The war was launched in response to a terror attack by Hamas-led fighters who killed around 1,200 people and captured more than 250 hostages in Israel on October 7, 2023.

Months of efforts to negotiate a ceasefire have so far not proved successful, and negotiations are now on hold.

Mediator Qatar has suspended its efforts until the sides are prepared to make concessions.

A ceasefire in the parallel conflict between Israel and Hamas' Lebanese ally Hezbollah took effect before dawn on Wednesday, bringing a halt to hostilities there.

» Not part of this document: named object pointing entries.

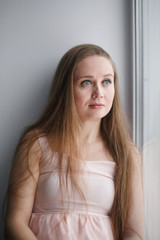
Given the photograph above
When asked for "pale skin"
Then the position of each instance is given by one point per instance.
(100, 89)
(93, 84)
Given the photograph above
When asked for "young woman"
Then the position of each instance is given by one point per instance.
(76, 173)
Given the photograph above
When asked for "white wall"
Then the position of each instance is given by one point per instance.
(151, 163)
(34, 34)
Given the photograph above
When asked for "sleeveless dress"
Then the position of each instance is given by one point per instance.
(72, 218)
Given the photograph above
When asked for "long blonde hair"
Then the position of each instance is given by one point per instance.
(60, 119)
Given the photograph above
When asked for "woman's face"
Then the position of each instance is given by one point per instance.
(93, 88)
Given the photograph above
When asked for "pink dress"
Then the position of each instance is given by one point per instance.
(71, 220)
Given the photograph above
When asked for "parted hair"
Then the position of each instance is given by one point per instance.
(60, 123)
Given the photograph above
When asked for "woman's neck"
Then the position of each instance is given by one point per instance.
(90, 132)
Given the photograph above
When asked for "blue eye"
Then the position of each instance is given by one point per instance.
(86, 83)
(106, 82)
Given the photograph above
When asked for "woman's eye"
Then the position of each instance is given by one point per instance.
(86, 83)
(106, 82)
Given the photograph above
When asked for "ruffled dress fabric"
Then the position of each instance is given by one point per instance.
(73, 218)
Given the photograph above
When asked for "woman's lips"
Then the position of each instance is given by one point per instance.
(96, 105)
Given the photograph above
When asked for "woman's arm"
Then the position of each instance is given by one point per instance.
(134, 228)
(20, 201)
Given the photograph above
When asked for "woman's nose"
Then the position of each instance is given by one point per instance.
(97, 93)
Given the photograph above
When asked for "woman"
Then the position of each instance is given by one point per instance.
(76, 173)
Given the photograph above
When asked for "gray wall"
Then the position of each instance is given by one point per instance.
(34, 34)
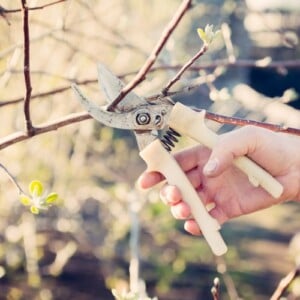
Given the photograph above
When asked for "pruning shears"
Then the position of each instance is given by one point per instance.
(146, 119)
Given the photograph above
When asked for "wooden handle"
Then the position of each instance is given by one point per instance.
(191, 123)
(159, 159)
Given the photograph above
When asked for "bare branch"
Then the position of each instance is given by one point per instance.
(184, 68)
(242, 63)
(27, 68)
(82, 116)
(140, 76)
(9, 11)
(12, 178)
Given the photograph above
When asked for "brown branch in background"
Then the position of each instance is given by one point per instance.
(184, 68)
(215, 290)
(243, 122)
(27, 78)
(9, 11)
(13, 179)
(284, 283)
(140, 76)
(205, 65)
(20, 136)
(79, 117)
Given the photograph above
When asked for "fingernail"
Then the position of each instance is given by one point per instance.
(211, 166)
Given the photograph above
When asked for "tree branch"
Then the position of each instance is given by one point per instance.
(241, 63)
(184, 68)
(9, 11)
(27, 78)
(140, 76)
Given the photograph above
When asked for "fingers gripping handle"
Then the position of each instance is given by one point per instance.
(158, 159)
(191, 123)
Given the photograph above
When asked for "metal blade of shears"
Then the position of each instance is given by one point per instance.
(111, 86)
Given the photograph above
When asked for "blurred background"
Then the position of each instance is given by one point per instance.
(105, 234)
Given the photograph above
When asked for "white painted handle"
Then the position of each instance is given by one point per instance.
(187, 121)
(160, 160)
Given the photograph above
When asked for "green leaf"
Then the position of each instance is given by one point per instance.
(52, 197)
(36, 188)
(25, 200)
(202, 34)
(34, 210)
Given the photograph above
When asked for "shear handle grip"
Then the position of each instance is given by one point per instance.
(159, 159)
(191, 123)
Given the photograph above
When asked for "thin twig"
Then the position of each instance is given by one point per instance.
(27, 78)
(243, 122)
(284, 283)
(184, 68)
(140, 76)
(12, 178)
(215, 290)
(79, 117)
(9, 11)
(205, 65)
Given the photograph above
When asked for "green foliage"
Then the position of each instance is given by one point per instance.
(38, 199)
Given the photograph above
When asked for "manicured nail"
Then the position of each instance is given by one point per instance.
(211, 166)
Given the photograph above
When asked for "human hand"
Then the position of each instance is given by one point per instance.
(221, 185)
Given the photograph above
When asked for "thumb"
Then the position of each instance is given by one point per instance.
(230, 146)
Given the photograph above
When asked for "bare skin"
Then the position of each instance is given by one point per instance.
(217, 181)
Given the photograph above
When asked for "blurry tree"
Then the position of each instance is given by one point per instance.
(81, 248)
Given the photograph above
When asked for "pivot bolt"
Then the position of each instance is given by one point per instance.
(143, 118)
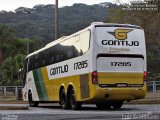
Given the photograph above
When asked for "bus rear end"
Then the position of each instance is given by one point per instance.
(120, 66)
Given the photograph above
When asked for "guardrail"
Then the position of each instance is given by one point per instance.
(8, 93)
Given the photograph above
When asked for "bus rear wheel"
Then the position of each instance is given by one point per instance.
(75, 105)
(30, 100)
(63, 100)
(117, 105)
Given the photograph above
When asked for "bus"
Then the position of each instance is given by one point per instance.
(103, 64)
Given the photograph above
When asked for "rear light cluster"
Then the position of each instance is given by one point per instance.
(95, 77)
(145, 75)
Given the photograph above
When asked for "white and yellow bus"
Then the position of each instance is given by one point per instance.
(104, 64)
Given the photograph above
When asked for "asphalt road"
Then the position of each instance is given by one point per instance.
(88, 112)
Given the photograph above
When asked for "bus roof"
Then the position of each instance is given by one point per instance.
(93, 24)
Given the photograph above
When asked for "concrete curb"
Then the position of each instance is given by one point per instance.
(13, 108)
(144, 102)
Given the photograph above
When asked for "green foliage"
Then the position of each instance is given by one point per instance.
(12, 54)
(10, 68)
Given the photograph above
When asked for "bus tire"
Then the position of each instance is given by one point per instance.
(75, 105)
(103, 106)
(63, 100)
(30, 101)
(117, 105)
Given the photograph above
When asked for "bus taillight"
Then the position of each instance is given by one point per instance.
(95, 77)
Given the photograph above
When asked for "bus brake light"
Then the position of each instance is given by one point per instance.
(95, 77)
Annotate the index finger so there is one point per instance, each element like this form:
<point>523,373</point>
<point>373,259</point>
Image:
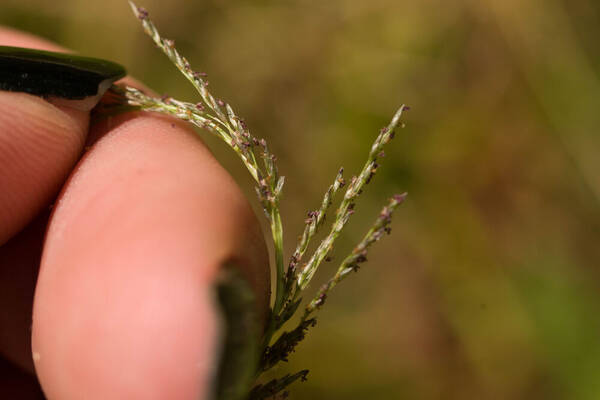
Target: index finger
<point>39,144</point>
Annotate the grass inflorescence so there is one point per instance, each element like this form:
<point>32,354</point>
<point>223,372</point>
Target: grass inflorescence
<point>218,117</point>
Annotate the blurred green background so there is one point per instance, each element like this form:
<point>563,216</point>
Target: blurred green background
<point>489,286</point>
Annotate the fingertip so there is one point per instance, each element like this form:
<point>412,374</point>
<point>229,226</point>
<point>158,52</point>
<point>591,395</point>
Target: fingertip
<point>39,144</point>
<point>131,257</point>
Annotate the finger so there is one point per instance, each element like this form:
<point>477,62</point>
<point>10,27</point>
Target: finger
<point>15,384</point>
<point>19,264</point>
<point>124,305</point>
<point>39,144</point>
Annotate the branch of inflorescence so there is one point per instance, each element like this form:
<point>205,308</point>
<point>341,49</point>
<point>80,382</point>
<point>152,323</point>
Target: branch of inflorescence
<point>219,118</point>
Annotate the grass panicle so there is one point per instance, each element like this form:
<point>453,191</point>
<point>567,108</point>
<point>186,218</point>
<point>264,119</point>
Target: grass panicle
<point>219,118</point>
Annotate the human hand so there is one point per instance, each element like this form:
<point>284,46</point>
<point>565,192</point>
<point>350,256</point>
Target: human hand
<point>124,304</point>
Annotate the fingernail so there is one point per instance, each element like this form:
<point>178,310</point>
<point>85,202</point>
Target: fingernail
<point>61,78</point>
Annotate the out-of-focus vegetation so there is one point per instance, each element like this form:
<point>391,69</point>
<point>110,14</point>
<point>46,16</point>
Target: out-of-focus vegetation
<point>489,287</point>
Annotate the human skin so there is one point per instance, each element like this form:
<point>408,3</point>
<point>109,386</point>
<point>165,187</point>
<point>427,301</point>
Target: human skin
<point>124,266</point>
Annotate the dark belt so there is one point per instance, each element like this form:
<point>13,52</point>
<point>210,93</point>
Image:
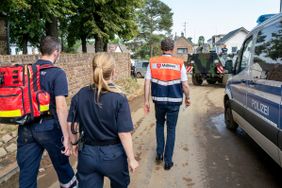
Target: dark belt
<point>102,143</point>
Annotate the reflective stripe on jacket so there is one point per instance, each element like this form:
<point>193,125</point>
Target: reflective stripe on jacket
<point>166,80</point>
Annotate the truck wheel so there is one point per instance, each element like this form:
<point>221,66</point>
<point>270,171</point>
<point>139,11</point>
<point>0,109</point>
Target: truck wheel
<point>139,75</point>
<point>228,117</point>
<point>197,80</point>
<point>211,81</point>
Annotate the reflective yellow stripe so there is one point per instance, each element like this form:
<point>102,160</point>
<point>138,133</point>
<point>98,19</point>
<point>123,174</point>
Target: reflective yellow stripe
<point>44,108</point>
<point>11,113</point>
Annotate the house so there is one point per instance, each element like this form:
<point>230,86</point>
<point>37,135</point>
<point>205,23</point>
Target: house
<point>232,41</point>
<point>215,38</point>
<point>182,46</point>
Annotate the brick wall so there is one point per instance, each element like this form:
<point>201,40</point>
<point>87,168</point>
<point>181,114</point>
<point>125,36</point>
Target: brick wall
<point>78,67</point>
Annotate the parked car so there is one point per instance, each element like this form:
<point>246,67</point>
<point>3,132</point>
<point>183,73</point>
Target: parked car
<point>205,66</point>
<point>253,96</point>
<point>141,67</point>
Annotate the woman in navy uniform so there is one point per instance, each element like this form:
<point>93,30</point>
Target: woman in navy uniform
<point>105,124</point>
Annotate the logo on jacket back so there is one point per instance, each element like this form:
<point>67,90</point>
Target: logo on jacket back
<point>166,66</point>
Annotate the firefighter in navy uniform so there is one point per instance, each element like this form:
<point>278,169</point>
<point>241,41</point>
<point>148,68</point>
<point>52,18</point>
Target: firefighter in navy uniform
<point>167,78</point>
<point>51,132</point>
<point>103,115</point>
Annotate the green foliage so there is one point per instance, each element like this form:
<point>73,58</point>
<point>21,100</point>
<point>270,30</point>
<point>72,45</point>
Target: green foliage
<point>103,19</point>
<point>155,17</point>
<point>27,18</point>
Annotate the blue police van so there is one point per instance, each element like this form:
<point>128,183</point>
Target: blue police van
<point>253,95</point>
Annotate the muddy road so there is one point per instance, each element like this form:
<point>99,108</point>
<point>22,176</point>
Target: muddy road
<point>206,153</point>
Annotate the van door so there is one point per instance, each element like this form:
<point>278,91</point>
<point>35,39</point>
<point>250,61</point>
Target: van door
<point>238,85</point>
<point>264,91</point>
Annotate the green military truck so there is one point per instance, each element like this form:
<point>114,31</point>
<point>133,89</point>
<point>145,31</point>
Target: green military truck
<point>206,66</point>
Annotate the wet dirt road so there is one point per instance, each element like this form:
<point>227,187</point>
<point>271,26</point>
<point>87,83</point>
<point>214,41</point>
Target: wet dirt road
<point>206,153</point>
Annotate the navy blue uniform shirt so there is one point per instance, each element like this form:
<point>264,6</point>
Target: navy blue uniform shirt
<point>54,81</point>
<point>102,122</point>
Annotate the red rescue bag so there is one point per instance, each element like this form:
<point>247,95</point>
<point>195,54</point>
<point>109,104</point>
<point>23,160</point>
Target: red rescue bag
<point>21,98</point>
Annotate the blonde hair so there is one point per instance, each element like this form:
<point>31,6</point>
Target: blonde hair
<point>103,67</point>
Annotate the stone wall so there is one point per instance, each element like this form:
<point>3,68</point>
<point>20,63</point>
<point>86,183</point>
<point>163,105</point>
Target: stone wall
<point>78,68</point>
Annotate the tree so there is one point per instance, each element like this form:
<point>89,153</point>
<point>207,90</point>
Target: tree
<point>155,17</point>
<point>29,19</point>
<point>102,20</point>
<point>201,40</point>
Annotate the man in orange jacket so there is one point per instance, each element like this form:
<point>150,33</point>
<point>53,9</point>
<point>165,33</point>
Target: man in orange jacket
<point>166,75</point>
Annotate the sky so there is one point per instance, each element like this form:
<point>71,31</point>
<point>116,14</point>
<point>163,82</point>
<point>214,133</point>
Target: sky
<point>213,17</point>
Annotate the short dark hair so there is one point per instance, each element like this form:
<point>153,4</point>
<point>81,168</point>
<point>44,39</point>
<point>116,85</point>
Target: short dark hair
<point>49,44</point>
<point>167,44</point>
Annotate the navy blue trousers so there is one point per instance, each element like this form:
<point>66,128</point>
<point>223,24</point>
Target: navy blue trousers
<point>32,141</point>
<point>96,162</point>
<point>168,114</point>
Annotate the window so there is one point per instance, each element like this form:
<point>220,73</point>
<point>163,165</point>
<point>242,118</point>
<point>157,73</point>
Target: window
<point>268,53</point>
<point>245,56</point>
<point>182,50</point>
<point>234,49</point>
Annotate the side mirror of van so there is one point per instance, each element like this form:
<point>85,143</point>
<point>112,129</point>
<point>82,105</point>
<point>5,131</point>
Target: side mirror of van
<point>229,66</point>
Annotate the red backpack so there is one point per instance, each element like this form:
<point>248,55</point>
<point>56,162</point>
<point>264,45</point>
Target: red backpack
<point>21,98</point>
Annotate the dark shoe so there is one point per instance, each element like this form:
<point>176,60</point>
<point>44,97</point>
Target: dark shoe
<point>159,158</point>
<point>168,166</point>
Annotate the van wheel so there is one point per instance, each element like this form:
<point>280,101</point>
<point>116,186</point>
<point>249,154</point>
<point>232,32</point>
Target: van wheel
<point>211,81</point>
<point>228,117</point>
<point>197,80</point>
<point>139,75</point>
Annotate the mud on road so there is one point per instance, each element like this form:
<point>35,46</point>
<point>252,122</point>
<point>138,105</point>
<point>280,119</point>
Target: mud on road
<point>206,153</point>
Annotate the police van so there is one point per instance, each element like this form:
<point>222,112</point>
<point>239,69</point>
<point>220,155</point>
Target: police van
<point>253,96</point>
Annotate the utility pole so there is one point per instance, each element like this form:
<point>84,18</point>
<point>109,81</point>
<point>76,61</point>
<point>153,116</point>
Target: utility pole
<point>185,23</point>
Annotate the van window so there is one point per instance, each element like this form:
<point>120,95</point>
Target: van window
<point>245,56</point>
<point>268,53</point>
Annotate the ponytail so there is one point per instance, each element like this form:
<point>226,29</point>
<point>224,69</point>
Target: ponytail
<point>103,67</point>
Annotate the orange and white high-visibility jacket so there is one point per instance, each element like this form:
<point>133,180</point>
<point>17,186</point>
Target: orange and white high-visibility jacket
<point>166,85</point>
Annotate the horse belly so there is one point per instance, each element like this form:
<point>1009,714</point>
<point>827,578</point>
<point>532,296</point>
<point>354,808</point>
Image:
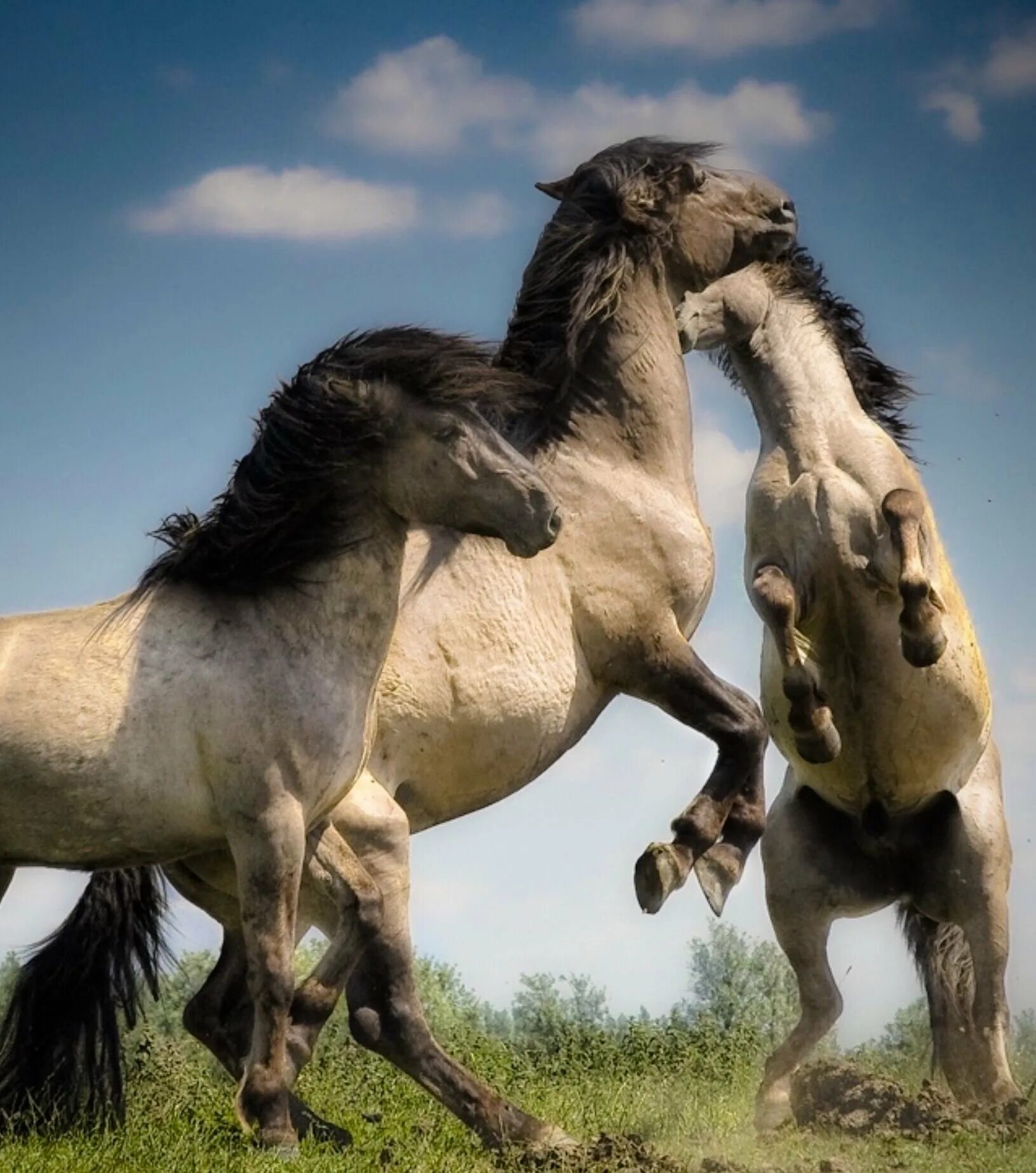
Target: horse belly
<point>473,705</point>
<point>907,734</point>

Announcing the deal on Tuesday, US president Joe Biden said he would now renew his push for an elusive agreement in Gaza, urging Israel and Hamas to seize the moment.

The Lebanon truce has renewed calls for ceasefire in Gaza among the enclave’s 2.3 million people.

"I hope a ceasefire will happen like it did in Lebanon... I just want to take my children to see my land, my house, to see what they did to us, I want to live in safety," Amal Abu Hmeid, a displaced woman in Gaza, told Reuters.

"God willing we will have a truce," she said.

"(Life) was beautiful (before the war)... Now there is nothing beautiful, it's all gone.

“Our houses are gone, our brothers are gone, and no one is left. Now we hardly get... one meal a day. We can’t even get bread.”